„Das Schwarz an den Händen meines Vaters“ ist ein unaufgeregter Roman über das Leben als Kind eines alkoholkranken Vaters. Lena Schättes Figuren sind dabei beinahe unheimlich menschlich und nah.
„Nur wer wochentags trinkt, ist süchtig.“
Ihr Leben ist durchwachsen: Motte, so nennt sie ihr Vater, und ihre Familie werden nicht nur wohnlich aus ihrem Haus im Zentrum des Dorfes an eine Autobahnraststätte gedrängt, sondern auch an den Rand der Gesellschaft. Die „einfachen Verhältnisse“, in denen sie leben, sind dem Trinken und Spielen des Vaters geschuldet. Dennoch hält man hier zusammen, wenn es darauf ankommt.
Während der Bruder all das neutral und beinahe abgeklärt aufnimmt, steckt die Ich-Erzählerin zwischen Liebe und Abneigung für ihren Vater fest. Dabei springt der Roman zwischen Vergangenheit und Gegenwart und zeichnet so ein dichtes Bild einer Frau, die sich schon als Mädchen zwischen Alkohol und Nüchternheit wiederfindet.
Zärtlich fesselnd
Lena Schättes Stil fesselt ab Satz Eins. Sanft und dennoch eindringlich erzählt sie vom Leben abseits der sogenannten “Norm”. An den richtigen Stellen gesetzte, ungeahnt poetische Sätze gehen mitten ins Herz. Dabei weiß sie, wie sie der Tragik der Geschichte eine Prise Humor beifügen kann, sodass sich der Text wie im Rausch lesen lässt.

Schätte schafft es, weibliche Resilienz zwischen den Zeilen festzunageln und trifft mitten ins Schwarze. Die Frauen dieses Romans vollbringen pausenlos einen Kraftakt nach dem anderen. Ganz so, als gäbe es dazu reale Vorlagen.

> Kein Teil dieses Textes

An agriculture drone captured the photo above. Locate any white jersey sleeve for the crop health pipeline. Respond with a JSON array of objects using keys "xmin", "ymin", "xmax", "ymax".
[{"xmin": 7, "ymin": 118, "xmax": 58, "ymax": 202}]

„Ein paar Kindergeburtstage in fremden Häusern und ich beginne zu verstehen, dass andere Familien anders sind als meine. Dass fremde Väter die Probleme nach draußen tragen, doch meiner trägt sie rein.“
Unheimlich nah
Man könnte denken, als Kind eines alkoholkranken Vaters hätte die Ich-Erzählerin ihm gegenüber starke negative Gefühle und sei der Droge Alkohol grundsätzlich abgeneigt. Dass „Motte“ dem Alkohol selbst immer wieder maßlos verfällt, überrascht sehr. Ebenso die Zärtlichkeit, mit der sie über den Vater spricht. Diese Ambivalenz kann Lena Schätte hervorragend umsetzen. Ihre scharfe Beobachtung ist das, was diesen Roman so stark macht. Die Figuren befinden sich fernab der klassischen “Gut und Böse”-Skala. Das macht sie nahbar und menschlich. Leser*innen können so einen neuen Blickwinkel einnehmen – auf die Alkohol- und Spielsucht, die von oben herab betrachtete „Unterschicht“ und den eigenen Umgang mit Konflikten. Denn selbst der Vater kommt im Text nicht gänzlich schlecht weg. Er wirkt liebevoll und im Umgang mit der Tochter reuevoll, so als wäre er nur eine Marionette seiner Sucht.
Lena Schätte ist mit „Das Schwarz an den Händen meines Vaters“ ein unter die Haut gehender, wichtiger Roman gelungen, der zurecht auf der Longlist des deutschen Buchpreises stand. Ihre sanfte Betrachtungsweise bleibt niemals nur an der Oberfläche und lädt zum Nachdenken ein. Gänsehaut pur.
Lena Schätte, „Das Schwarz an den Händen meines Vaters“. € 24,- / 192 Seiten. S. Fischer, Frankfurt am Main 2025.